Many Russians believe in a lucky chance, a sort of holy dispensation from President Putin, if they can manage to reach him on this annual show. On Wednesday morning a passenger boarding a plane from Sochi to Moscow was angry when the airline made her pay a fine for carrying a small plastic bag with a souvenir that she had bought in the airport.
“I will call Putin and complain to him about this terrible airline, Pobeda, mistreating passengers,” she said, quite seriously, and in tears.
After so many years of watching Putin’s question and answer shows for hours, many Russians realized that not every question gets answered, that the show is rehearsed, censored, and parts may even be pre-filmed. Some call it “a circus” meant to please Putin.
This year the show’s producers entertained the President with scenes of dancing Russians, of Russians working at a construction site, a Russian mother giving birth at a hospital—and even Russians asking uncomfortable question.
“The thing is, that a long time ago corrupt bureaucrats and ministers in our country’s government stopped being the news; the show of convictions leading to house arrest does not give any results,” a teenager in a white shirt asked, reading his question from a piece of paper. “Do you realize that you undermine citizens’ trust for you? How are you currently solving this problem?”

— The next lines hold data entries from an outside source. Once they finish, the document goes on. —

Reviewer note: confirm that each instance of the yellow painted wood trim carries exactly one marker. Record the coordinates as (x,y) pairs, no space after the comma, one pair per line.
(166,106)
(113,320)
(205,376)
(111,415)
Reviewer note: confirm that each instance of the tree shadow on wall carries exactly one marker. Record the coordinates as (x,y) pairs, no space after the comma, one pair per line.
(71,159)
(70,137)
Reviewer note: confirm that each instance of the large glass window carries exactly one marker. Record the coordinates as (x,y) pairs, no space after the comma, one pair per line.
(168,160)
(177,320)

The young man continued, explaining that that thousands of police families were not able to receive subsidized apartments promised by the state.
Putin was trying to hide a little smile.
The boy continued: “This reckless attitude harms a big part of our population, including my own family,” he said.

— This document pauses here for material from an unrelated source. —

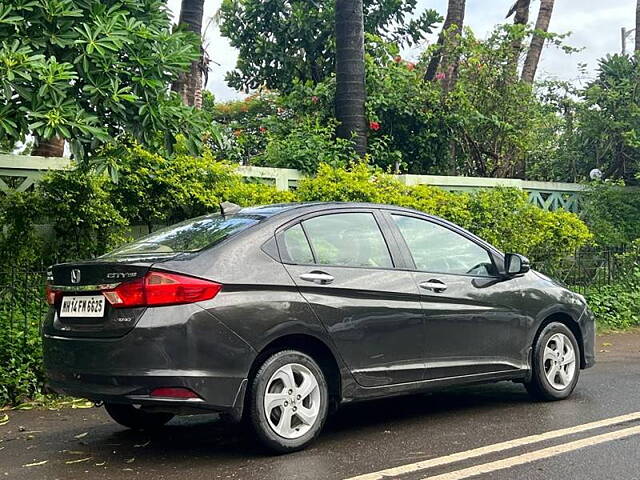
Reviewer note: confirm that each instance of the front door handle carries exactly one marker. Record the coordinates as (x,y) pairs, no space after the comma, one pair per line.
(434,285)
(320,278)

Putin expressed frustration: “Danila, did you prepare this question yourself or did somebody suggest it to you?”
“My life prepared me for this question,” the teenager answered with a serious face.”
“What-what-what?” Putin asked.
The show’s TV host chimed in: “His life prepared him, life.”
Putin admitted that corruption was an issue but insisted that it was not as significant, as a few years ago.
During the four-hour-long show Putin had a few more reasons for frustration but not a single time did the president admit that he had ever made mistakes in domestic or foreign policy in all these years at the ruler of Russia.
When somebody asked if the country was going to live under the West’s sanctions for decades, Putin sighed, as if he had to explain obvious things.
“Russia’s history shows that as a rule we had to live under sanctions, from the moment Russia began to rise off its knees and feel stronger,” he said. “As soon as our partners in the world felt that Russia became a serious competitor, they imposed some sanctions.” Putin meant Russia’s history before and after the October Revolution that led to the creation of the Soviet Empire.
The U.S. Senate was once again planning to harden the economic sanctions against Russia, Putin informed his country fellows. On Wednesday it voted overwhelmingly to do so in retaliation for Russian meddling in U.S. elections, but Putin feigned puzzlement. “By the way, I wonder why—there is nothing extraordinary happening.”
Why did Putin agree to perform in this televised “direct line”?
“Somewhere, where they [his subordinates] were moving badly, they will now do something good: pave a road where it is needed, take care of the medical service, and solve other social issues,” Putin said and then revealed what is most likely his true reason for the annual Q & A show: “These are fragments, I am interested in something else: I want to understand the mood in the society, what people are concerned about today.”
If only the Russia’s president really wanted to get the true picture, he could have checked out Facebook comments after the show. These are some real, non-censored questions that people asked:
“When are you going to resign?”
“When will you stop violating constitution’s 2-presidency limit?”
“Who needed your confession to Stone?”
But these questions were left unanswered.